И, увидав, что его слова вызвали в глазах Медынской веселый
блеск, почувствовал себя смешным и глупым, тотчас же озлился на себя и
подавленным голосом заговорил:
— Да, я такой — что у меня на душе, то и на языке...
Фальшивить не умею... смешно мне — смеюсь открыто... глуп я!
— Ну, зачем же так? — укоризненно сказала женщина и,
оправляя платье, нечаянно погладила рукой своей его опущенную руку, в которой
он держал шляпу, что заставило Фому взглянуть на кисть своей руки и смущенно,
радостно улыбнуться.
— Вы, конечно, будете на обеде? — спрашивала Медынская.
— Да...
— А завтра на заселении у меня?
— Непременно!
— А может быть, когда-нибудь вы и так просто... в гости
зайдете, да?
— Я... благодарю вас! Приду!..
— Мне нужно благодарить вас за это обещание... Они
замолчали. В воздухе плавал благоговейно-тихий голос архиерея, выразительно
читавшего молитву, простерев руку над местом закладки дома:
— «...Его же ни ветр, ни вода, не ино что повреди-ти
возможет: благоволи ему в конец привестися я в нем жити хотящих от всякого
навета сопротивного сво-боди...»
— Как содержательны и красивы наши молитвы, не правда ли? —
спрашивала Медынская.
— Да...— кратко сказал Фома, не понимая ее слов и чувствуя,
что опять краснеет.
— Они нашим купеческим интересам всегда будут противники, —
убедительно и громко шептал Маякин, стоя недалеко от Фомы, рядом с городским
головой. — Им что? Им бы только чем-нибудь пред газетой заслужить одобрение, а
настоящей сути они постичь не могут... Они напоказ живут, а не для устройства
жизни... у них вон они, мерки-то: газеты да Швеция! Доктор-то вчера меня всё
время этой Швецией шпынял: «Народное, говорит, образование в Швеции... и всё
там прочее этакое... первый сорт!» Но однако, — что такое Швеция?

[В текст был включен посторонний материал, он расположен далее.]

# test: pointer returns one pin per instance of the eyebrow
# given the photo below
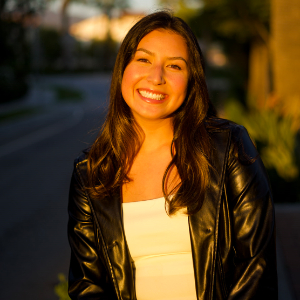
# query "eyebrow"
(169, 58)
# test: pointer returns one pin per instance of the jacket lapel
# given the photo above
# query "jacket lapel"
(109, 221)
(204, 224)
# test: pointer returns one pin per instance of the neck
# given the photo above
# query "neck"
(157, 133)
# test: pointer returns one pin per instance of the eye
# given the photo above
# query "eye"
(175, 67)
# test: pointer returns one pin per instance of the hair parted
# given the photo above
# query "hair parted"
(113, 152)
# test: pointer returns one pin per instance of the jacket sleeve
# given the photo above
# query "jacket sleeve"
(253, 223)
(87, 275)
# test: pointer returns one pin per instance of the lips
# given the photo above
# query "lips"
(152, 95)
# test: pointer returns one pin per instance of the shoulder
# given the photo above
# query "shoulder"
(233, 137)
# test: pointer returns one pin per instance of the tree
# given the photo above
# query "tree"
(15, 16)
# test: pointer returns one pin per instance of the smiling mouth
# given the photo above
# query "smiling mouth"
(150, 95)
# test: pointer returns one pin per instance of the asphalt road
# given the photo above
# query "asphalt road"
(36, 165)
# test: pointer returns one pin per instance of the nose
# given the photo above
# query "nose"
(156, 75)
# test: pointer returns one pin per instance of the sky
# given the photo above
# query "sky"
(81, 10)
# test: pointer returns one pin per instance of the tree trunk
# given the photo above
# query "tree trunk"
(285, 26)
(259, 74)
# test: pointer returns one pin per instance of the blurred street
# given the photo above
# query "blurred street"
(37, 155)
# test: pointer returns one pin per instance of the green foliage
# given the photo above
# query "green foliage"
(61, 289)
(14, 49)
(273, 134)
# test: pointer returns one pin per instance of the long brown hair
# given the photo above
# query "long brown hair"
(111, 156)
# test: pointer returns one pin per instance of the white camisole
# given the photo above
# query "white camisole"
(161, 249)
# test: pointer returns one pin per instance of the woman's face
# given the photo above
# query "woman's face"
(155, 81)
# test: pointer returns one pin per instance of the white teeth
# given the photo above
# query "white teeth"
(151, 95)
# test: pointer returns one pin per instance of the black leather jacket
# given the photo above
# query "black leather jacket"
(232, 236)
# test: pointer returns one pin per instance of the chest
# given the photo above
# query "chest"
(146, 176)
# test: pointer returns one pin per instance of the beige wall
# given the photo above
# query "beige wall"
(286, 48)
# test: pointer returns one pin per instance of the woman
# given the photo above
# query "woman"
(206, 230)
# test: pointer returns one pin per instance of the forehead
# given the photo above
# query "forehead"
(163, 41)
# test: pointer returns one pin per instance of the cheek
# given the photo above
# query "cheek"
(181, 84)
(128, 81)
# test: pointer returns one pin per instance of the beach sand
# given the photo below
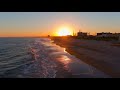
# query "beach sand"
(102, 55)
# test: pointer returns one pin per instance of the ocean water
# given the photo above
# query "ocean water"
(41, 58)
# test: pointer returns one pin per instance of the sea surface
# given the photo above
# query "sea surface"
(41, 58)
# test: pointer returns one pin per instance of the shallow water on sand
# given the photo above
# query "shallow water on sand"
(40, 58)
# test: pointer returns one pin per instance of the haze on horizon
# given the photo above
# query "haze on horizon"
(19, 24)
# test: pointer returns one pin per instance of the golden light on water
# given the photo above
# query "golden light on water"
(64, 31)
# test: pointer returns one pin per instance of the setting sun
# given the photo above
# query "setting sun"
(64, 31)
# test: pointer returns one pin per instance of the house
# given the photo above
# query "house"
(82, 34)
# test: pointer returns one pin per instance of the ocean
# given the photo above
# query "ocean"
(41, 58)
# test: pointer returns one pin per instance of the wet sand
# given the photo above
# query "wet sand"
(100, 54)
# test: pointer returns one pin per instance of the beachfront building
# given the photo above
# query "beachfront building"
(82, 34)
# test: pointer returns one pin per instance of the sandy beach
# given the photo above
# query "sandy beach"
(102, 55)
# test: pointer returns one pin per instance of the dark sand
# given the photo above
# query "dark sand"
(100, 54)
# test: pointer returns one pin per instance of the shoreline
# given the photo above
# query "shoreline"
(85, 57)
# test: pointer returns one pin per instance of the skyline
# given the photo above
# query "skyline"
(13, 24)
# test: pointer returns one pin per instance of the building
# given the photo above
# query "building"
(82, 34)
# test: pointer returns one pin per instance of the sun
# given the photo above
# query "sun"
(64, 31)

Может быть,
она Швеция-то — одна выдумка... для примера приводится... а никакого
образования и всяких прочих разных разностей, может, и нет в ней. Мы про нее,
про Швецию, только по спичкам да по перчаткам знаем... И опять же мы не для нее
живем, и она нам экзамента производить не может... мы нашу жизнь на свою
колодку должны делать. Так ли?
А протодиакон, закинув голову, гудел:
— О-основателю до-ома сего... ве-ечная... па-амя-ать! Фома
вздрогнул, но Маякин был уже около него и, дергая его за рукав, спрашивал:
— Обедать едешь?
Бархатная, теплая ручка Медынской снова скользнула по руке
Фомы.
Обед был для Фомы пыткой. Первый раз в жизни находясь среди
таких парадных людей, он видел, что они и едят и говорят — всё делают лучше
его, и чувствовал, что от Медынской, сидевшей как раз против него, его отделяет
не стол, а высокая гора. Рядом с ним сидел секретарь того общества, в котором
Фома был выбран почетным членом, — молодой судейский чиновник, носивший
странную фамилию — Ухтищев. Как бы для того, чтобы его фамилия казалась еще
нелепее, он говорил высоким, звонким тенором и сам весь — полный, маленький,
круглолицый и веселый говорун — был похож на новенький бубенчик.